NovelToon NovelToon
Takdir Di Ujung Cinta

Takdir Di Ujung Cinta

Status: sedang berlangsung
Genre:CEO / Diam-Diam Cinta / Cinta Seiring Waktu
Popularitas:3.3k
Nilai: 5
Nama Author: Irh Djuanda

Judul: Takdir di Ujung Cinta

Soraya adalah seorang gadis sederhana yang tinggal di sebuah desa kecil bersama ayah dan ibunya. Setelah ayahnya meninggal dunia akibat penyakit, keluarga mereka jatuh miskin. Utang-utang menumpuk, dan ibunya yang lemah tidak mampu bekerja keras. Soraya, yang baru berusia 22 tahun, harus menjadi tulang punggung keluarga.

Masalah mulai muncul ketika seorang pria kaya bernama Arman datang ke rumah mereka. Arman adalah seorang pengusaha muda yang tampan tetapi terkenal dingin dan arogan. Ia menawarkan untuk melunasi semua utang keluarga Soraya dengan satu syarat: Soraya harus menikah dengannya. Tanpa pilihan lain, demi menyelamatkan ibunya dari hutang yang semakin menjerat, Soraya menerima lamaran itu meskipun hatinya hancur.

Hari pernikahan berlangsung dengan dingin. Soraya merasa seperti burung dalam sangkar emas, terperangkap dalam kehidupan yang bukan pilihannya. Sementara itu, Arman memandang pernikahan ini sebagai kontrak bisnis, tanpa rasa cinta.

Karya ini diterbitkan atas izin NovelToon Irh Djuanda, isi konten hanyalah pandangan pribadi pembuatnya, tidak mewakili NovelToon sendiri

Perasaan aneh

Soraya menunduk, mencoba menenangkan pikirannya yang berkecamuk. Kata-kata Arman tadi terus terngiang-ngiang di benaknya. Apakah itu hanya bagian dari permainan mereka, atau apakah Arman benar-benar tulus? Soraya tidak bisa memastikan.

Setelah obrolan dengan Tuan Daniel selesai, mereka kembali bergabung dengan para tamu lainnya. Soraya merasa seolah semua orang memandangnya dengan penuh rasa ingin tahu, seperti sedang menilai apakah ia cukup pantas untuk berdampingan dengan Arman. Ia mencoba tersenyum, meskipun hatinya terasa berat.

"Apakah kau baik-baik saja?"

Bisik Arman tiba-tiba saat mereka berdiri sedikit terpisah dari keramaian.

Soraya menoleh, menatap Arman dengan tatapan tajam.

"Aku baik-baik saja. Bukankah ini yang kau inginkan?"

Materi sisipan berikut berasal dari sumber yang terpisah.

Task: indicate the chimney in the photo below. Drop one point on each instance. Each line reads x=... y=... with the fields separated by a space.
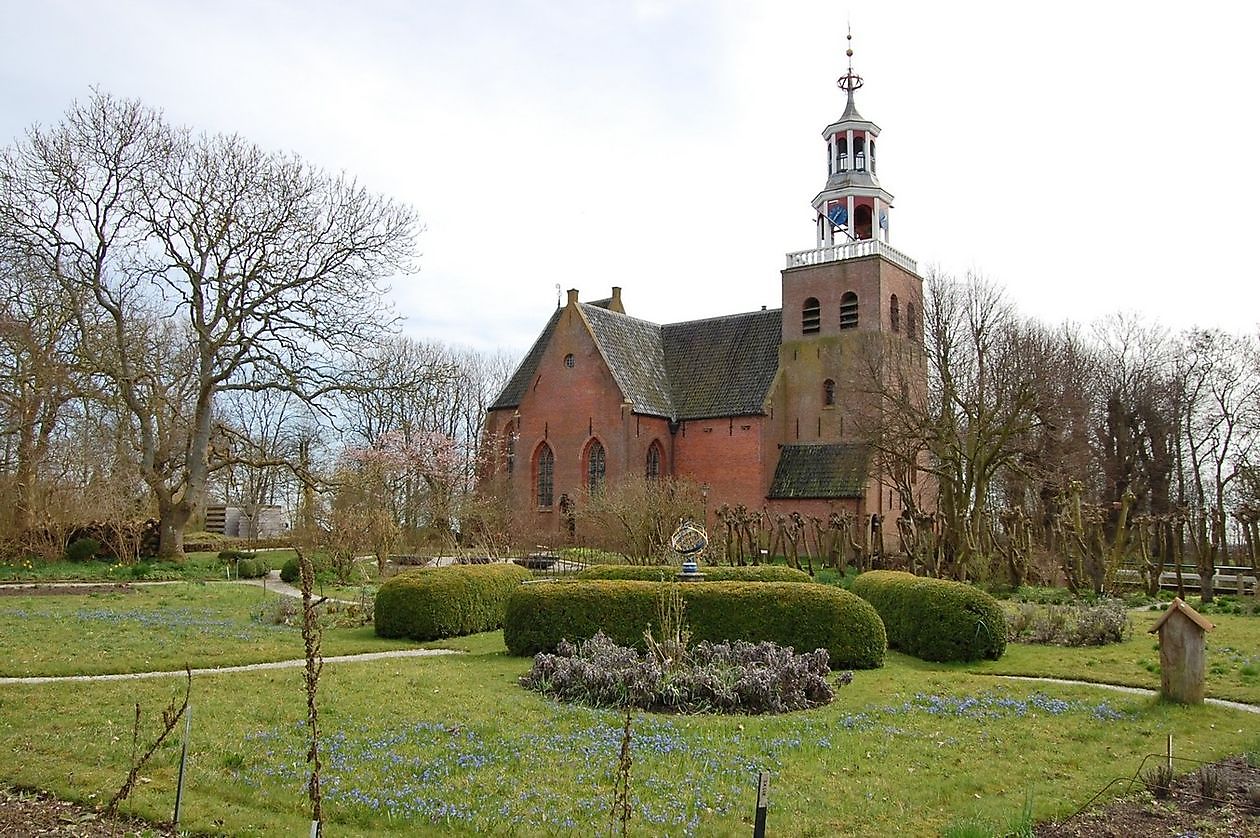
x=615 y=303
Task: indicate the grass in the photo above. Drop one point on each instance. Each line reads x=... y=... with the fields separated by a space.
x=156 y=628
x=1232 y=659
x=452 y=746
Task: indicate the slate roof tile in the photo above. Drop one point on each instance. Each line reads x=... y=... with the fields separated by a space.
x=682 y=371
x=830 y=470
x=722 y=366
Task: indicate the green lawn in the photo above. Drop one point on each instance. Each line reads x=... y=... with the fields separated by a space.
x=454 y=746
x=155 y=628
x=1232 y=658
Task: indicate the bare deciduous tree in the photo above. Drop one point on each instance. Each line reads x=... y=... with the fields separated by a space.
x=262 y=271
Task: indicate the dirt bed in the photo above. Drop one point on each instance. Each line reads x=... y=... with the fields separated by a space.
x=30 y=813
x=1185 y=812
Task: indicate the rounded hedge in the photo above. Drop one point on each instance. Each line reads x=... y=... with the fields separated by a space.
x=712 y=573
x=935 y=619
x=803 y=616
x=435 y=602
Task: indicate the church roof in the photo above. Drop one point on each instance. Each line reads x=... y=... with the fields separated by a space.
x=681 y=371
x=518 y=384
x=832 y=470
x=722 y=366
x=635 y=357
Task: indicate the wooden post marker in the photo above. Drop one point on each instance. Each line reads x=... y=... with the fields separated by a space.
x=759 y=824
x=1182 y=653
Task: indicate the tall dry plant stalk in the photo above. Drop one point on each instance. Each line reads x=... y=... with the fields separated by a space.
x=311 y=634
x=170 y=717
x=620 y=812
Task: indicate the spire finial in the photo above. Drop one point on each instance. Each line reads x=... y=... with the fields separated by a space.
x=851 y=81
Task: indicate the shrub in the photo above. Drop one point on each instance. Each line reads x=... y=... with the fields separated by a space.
x=434 y=602
x=801 y=616
x=82 y=550
x=252 y=567
x=723 y=677
x=712 y=573
x=935 y=619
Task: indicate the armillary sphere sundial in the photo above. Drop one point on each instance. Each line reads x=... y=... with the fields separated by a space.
x=689 y=542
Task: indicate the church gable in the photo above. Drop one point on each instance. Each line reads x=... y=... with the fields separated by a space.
x=635 y=357
x=521 y=381
x=832 y=471
x=722 y=366
x=682 y=371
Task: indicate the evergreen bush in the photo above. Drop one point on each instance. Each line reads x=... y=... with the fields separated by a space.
x=790 y=614
x=935 y=619
x=435 y=602
x=712 y=573
x=252 y=567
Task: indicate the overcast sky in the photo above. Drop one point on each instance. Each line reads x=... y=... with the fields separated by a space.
x=1090 y=156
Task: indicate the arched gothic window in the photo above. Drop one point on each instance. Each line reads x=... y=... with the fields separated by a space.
x=849 y=310
x=595 y=466
x=544 y=480
x=653 y=470
x=810 y=316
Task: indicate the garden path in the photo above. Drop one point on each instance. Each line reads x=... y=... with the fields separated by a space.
x=1120 y=688
x=218 y=671
x=271 y=582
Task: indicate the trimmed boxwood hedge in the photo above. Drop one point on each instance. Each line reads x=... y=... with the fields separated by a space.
x=712 y=573
x=935 y=619
x=435 y=602
x=803 y=616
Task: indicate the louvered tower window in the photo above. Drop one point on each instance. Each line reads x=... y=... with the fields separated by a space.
x=595 y=468
x=810 y=316
x=653 y=470
x=849 y=310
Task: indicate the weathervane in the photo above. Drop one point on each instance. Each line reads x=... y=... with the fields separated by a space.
x=851 y=81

Arman terdiam, tidak tahu harus menjawab apa. Ia tahu Soraya marah dan merasa terjebak dalam situasi ini, dan itu membuat rasa bersalahnya semakin besar. Tapi ia juga tidak bisa menyangkal bahwa di balik semua ini, ada bagian dari dirinya yang tidak ingin melepaskan Soraya.---

Di tengah acara, seorang wanita mendekati mereka. Wanita itu berpenampilan anggun, dengan senyum yang penuh percaya diri.

"Arman,"

Sapanya, suaranya lembut namun tegas.

"Sudah lama kita tidak bertemu."

Soraya menatap wanita itu dengan alis terangkat. Arman terlihat sedikit gugup, sesuatu yang jarang terjadi padanya.

"Nadia," jawabnya singkat. "Senang bertemu lagi."

Nadia tersenyum tipis, lalu mengalihkan pandangannya pada Soraya.

"Dan ini pasti calon istrimu. Halo, saya Nadia. Teman lama Arman."

Soraya merasakan sesuatu yang aneh di balik senyum ramah Nadia, seolah ada maksud tersembunyi di baliknya. Namun, ia membalas dengan sopan,

"Halo, saya Soraya. Senang bertemu dengan Anda."

Nadia tersenyum lebih lebar, lalu menatap Arman dengan tatapan yang sulit diartikan.

"Aku tidak menyangka kau akhirnya memutuskan untuk menikah, Arman. Kupikir kau... terlalu sibuk untuk hal seperti itu."

Arman tersenyum kaku.

"Orang bisa berubah, Nadia."

Soraya merasa ada ketegangan di antara mereka, meskipun Arman berusaha menyembunyikannya. Ia bertanya-tanya siapa sebenarnya Nadia, dan apa hubungannya dengan Arman. Namun, ia memutuskan untuk tidak bertanya—setidaknya, tidak sekarang.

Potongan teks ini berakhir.